The old noble bowed low with the style of one who knew how queens should be saluted; his daughter displayed all the grace of elegant timidity, and the most flattering politeness of sincere respect.
Regarding the pair, and recalling what Philip had stated on their poverty, Marie Antoinette felt with them in their suffering.
"Your highness does Taverney Castle too much honor," saidthe baron; "so humble a place is nowise worthy to harbor such beauty and nobility."
"I know that I am at the doors of an old soldier of France," was the royal response, "and my mother, the Empress Maria Theresa, who often went to the wars, says that in your kingdom the richest in glory are oft the poorest in gold."
With ineffable grace she held out her hand to Andrea, who knelt to kiss it.
The dauphiness suddenly extricated the baron from his terror about harboring the great number of the retinue.
"My lords and gentlemen," she said, "it is not for you to bear the fatigue of my whims or enjoy the privileges of a royal princess. Pray, await me here; in half an hour I shall return. Come with me, Langenshausen," she said to the countess of that house who was her duenna. "Follow me, my lord," she added to the gentleman in black.

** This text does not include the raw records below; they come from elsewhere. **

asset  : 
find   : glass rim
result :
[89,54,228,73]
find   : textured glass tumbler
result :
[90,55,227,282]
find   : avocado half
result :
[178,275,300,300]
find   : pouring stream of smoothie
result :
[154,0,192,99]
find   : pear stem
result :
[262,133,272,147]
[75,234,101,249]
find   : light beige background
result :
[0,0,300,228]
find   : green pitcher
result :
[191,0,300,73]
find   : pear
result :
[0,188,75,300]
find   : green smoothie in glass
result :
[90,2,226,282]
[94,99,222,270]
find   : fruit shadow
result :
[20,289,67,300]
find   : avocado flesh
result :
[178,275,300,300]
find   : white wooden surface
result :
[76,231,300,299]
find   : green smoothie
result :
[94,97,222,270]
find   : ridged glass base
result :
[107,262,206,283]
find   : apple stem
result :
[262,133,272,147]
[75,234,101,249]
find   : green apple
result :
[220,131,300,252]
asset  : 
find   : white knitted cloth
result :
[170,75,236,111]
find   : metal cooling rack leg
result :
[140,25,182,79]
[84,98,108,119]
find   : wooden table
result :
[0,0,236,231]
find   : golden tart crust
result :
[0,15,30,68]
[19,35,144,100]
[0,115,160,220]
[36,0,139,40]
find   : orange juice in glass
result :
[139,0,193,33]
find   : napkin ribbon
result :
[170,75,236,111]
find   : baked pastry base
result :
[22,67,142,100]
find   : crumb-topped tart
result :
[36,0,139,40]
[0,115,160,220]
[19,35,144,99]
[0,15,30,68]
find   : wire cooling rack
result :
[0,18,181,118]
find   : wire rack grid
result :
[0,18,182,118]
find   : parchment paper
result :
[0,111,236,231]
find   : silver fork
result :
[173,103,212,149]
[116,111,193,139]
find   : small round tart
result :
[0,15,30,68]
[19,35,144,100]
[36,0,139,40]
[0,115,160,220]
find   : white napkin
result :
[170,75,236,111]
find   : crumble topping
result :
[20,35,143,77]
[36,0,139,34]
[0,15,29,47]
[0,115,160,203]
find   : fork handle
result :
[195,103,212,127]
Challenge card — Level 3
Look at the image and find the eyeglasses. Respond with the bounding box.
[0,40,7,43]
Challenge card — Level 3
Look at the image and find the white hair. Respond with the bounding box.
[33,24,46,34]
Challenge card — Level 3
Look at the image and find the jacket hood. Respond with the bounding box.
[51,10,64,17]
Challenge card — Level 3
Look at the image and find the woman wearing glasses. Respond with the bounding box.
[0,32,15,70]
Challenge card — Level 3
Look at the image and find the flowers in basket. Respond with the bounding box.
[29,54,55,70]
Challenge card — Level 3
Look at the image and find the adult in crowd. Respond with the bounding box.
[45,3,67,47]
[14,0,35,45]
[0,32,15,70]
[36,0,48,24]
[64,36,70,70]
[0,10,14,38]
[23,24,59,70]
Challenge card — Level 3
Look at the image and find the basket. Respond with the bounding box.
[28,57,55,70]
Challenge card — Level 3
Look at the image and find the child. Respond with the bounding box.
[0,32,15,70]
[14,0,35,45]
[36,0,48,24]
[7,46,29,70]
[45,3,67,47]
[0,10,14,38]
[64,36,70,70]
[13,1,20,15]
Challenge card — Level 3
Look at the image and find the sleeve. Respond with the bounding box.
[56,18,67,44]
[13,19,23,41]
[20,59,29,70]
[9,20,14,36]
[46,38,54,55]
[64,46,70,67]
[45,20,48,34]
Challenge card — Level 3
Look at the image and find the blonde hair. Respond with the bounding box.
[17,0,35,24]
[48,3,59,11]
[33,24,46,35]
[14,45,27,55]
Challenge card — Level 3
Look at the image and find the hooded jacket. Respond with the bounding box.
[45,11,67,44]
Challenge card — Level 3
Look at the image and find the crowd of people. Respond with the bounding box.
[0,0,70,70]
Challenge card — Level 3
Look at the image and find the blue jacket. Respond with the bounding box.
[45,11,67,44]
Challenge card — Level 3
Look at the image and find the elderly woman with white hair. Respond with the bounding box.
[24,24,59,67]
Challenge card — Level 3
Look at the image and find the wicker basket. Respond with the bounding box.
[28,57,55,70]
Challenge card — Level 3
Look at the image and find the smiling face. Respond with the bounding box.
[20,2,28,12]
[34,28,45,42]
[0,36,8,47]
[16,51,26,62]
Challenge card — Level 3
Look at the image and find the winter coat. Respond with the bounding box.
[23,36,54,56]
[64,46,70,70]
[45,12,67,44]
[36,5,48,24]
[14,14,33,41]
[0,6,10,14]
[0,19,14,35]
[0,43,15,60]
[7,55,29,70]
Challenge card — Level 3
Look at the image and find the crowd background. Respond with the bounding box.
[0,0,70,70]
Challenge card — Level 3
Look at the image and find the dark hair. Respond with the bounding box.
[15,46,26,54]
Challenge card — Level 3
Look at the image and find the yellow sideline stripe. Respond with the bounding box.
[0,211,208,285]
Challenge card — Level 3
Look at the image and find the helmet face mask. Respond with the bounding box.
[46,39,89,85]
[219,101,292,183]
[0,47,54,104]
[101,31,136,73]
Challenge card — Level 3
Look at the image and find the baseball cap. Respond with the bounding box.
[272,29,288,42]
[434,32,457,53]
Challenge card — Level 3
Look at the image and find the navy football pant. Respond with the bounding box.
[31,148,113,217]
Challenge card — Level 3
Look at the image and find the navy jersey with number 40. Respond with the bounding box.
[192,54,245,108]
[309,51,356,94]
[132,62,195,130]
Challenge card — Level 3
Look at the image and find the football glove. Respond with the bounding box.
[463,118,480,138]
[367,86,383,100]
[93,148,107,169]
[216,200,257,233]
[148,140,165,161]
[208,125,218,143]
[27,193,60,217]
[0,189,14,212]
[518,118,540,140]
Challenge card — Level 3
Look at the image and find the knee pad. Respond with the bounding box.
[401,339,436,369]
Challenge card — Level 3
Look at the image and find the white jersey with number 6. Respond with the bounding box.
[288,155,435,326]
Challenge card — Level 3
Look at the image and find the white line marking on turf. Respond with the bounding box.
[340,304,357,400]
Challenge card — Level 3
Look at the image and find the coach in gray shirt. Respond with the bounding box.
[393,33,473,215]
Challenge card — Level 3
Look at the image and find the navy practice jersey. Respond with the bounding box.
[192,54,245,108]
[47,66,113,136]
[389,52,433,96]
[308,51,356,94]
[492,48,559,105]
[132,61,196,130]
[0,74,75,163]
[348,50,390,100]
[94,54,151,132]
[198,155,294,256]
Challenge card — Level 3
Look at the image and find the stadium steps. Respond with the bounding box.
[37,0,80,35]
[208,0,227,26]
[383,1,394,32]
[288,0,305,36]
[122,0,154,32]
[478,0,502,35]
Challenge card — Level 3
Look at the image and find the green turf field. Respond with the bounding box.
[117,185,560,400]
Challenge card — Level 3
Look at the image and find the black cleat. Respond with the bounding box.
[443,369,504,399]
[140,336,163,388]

His plain attire was of remarkable style; he was a handsome person of thirty years and smooth manners; he stood aside to let the princess go by. She took Andrea to her side and motioned Philip to follow. The baron fell into place next the fashionable gentleman.
"So you are a Taverney of Redcastle?" queried this fop, as he preened his fine honiton lace ruffles with aristocratic impertinence.
"Am I to answer a gentleman or a nobleman?" returned the baron with equal sauciness.
"Prince will do," said the other, "or eminence."
"Well, yes, your eminence, I am a real Taverney," replied the poor nobleman, without dropping the insolent tone he usually kept.
The prince had the tact of great lords, for he readily perceived that he was not dealing with a rustic hobbledehoy.
"I suppose this is your summer residence?" he continued.
"My residence in all seasons," replied the baron, desiring to finish with this examination, but accompanying his answers with deep bows.
Philip kept turning round to his father with uneasiness; the house seemed towering up to exhibit more and more of their penury. The baron was just holding his hand toward the sill, deserted by visitors, when the dauphiness turned to him, saying:
"Excuse me not going indoors, but these shady spots are so pleasant that I could pass my life beneath them. I am rather weary of interiors. For a fortnight I have been received under roofs—and I like open air, flowers and the shade of foliage. Might I not have a drink of milk in this bower?"
"What a mean refreshment, your highness!" faltered the baron.